Here are the (overnight) numbers, I'm going to refrain comment at the moment, but I'll jump in later on my thoughts.
http://www.sportsmediawatch.com/2013...y-on-espn-abc/
Here are the (overnight) numbers, I'm going to refrain comment at the moment, but I'll jump in later on my thoughts.
http://www.sportsmediawatch.com/2013...y-on-espn-abc/
I'm not surprised. Other than the Nola bowl, I won't watch one second of this glut of bowls on national tv, except maybe the bcsncg.
The difference is, the Nola bowl had a great crowd and great atmosphere. It's a feather in our cap.
But it's still a "meaningless" game to the guy in Peoria, Illinois.
Whether or not the NCAA holds together, why not a 16 team BCS playoff, a separate 16 team "mid-major" playoff and do away with bowl games altogether? And of course, keep the playoff formats for FCS and Divs. II and III.
9 PM Eastern start time was late, and who really watches Tulane?
Too many Bowls just like too many reality shows, everything is getting watered down in the eyes of the FAN. Too many week day games during the year. If you can turn on the TV and watch a game anytime you basically want, it becomes oh well, to too many fans.
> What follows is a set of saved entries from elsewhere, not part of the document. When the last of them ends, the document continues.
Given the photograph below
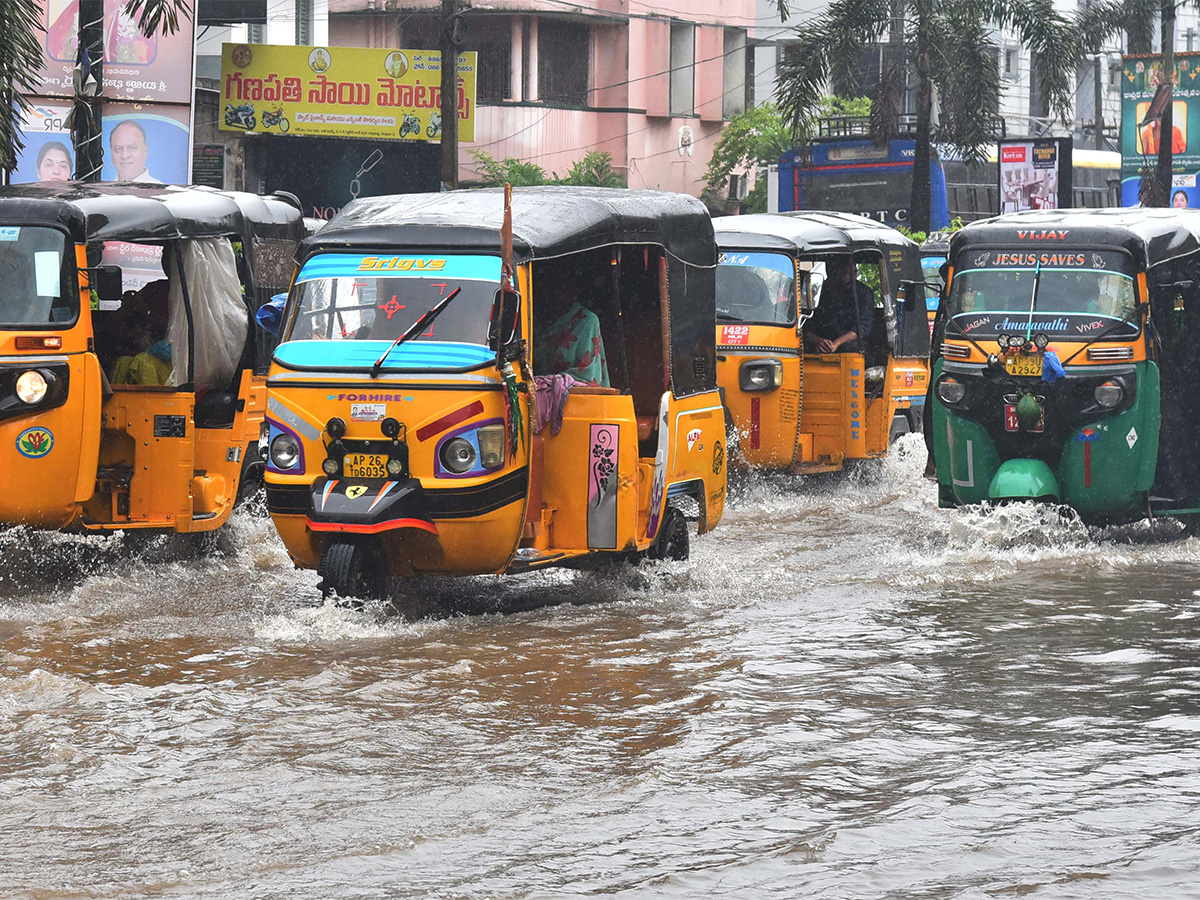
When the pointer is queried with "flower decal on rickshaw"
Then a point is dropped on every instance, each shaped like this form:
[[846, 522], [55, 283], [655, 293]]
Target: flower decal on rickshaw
[[35, 443]]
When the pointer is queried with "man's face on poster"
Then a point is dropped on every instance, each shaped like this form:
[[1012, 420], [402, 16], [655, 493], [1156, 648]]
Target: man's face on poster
[[129, 150]]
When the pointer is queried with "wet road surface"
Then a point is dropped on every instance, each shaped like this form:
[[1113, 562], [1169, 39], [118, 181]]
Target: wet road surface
[[846, 693]]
They are saturating the air waves, and Fans will continue to not watch the barrage of games, too many Bowl Games and too many that have NO HISTORY. Its too many NOT special games being played!
ESPN can suck it for that late start.
Sounds like Espn has a lousy marketing department.
I'm at work away from home, with no competition from wife and kid to watch Real Housewives of whatever or Dora, and I still have not been watching many of the bowl games thus far; although, I did watch the Cajuns game twice if that counts!
Playoff is the way to save this, as if the Cajuns are in then I want to see who they may be playing in later rounds. Seems simple to me, let advertisers of current bowls continue to advertise for playoff games so they continue to make money. ESPN makes even more because more viewers equal higher costs for commercials. Schools make more, especially home teams, because they get another home game and revenue from game. Only loser is the cities and stadiums that currently host bowl games, but who cares about them anyway.
Late games also suck big time. I've started to watch hockey, for one because I live in darned frozen north but also most of the games start at 7 or 7:30, done around 9:30-10. I must be getting old!! Complaining that I can't stay up past the news!!
24 Teams.....All conference Champions and the remainder are at large bids. Use current bowl locations to host many of these games. Top 8 National Seeds would get byes. 9-24 would play each other, giving the higher seed a lower ranked team, 9 vs 24, 10 vs 23, 11 vs 21, etc etc. The higher ranked team would have the game played in a regional location (preferbaly a current bowl location) near their school. For instance if UL was playing a Big 10 team, it could be in Detroit, if they were playing a Big 12 team it could be in Houston or Dallas, etc. The Final Four games would be held at the current BCS locations on a rotating basis, Sugar, Rose, Orange and Fiesta, you could add possibly Dallas and another location and let them rotate the games periodically, with each loaction hosting the national championship game every 4th or 6 year, etc, but when they were not hosting that, they would have a high likelihood of hosting one of the semifinal games.
My suggestion......Thoughts.....
I like the thought of 3 tournaments someone mentioned in another thread. 3 16 team tournaments with the same thought process of the NIT. I think it would get more attention than the NIT. The only issue I then see is that you have the same issue of a 6-6 SEC team getting in over a 8-4/9-3 Sunbelt team? Do you exclude P5 from the 2nd and 3rd tier because they really don't care anyway?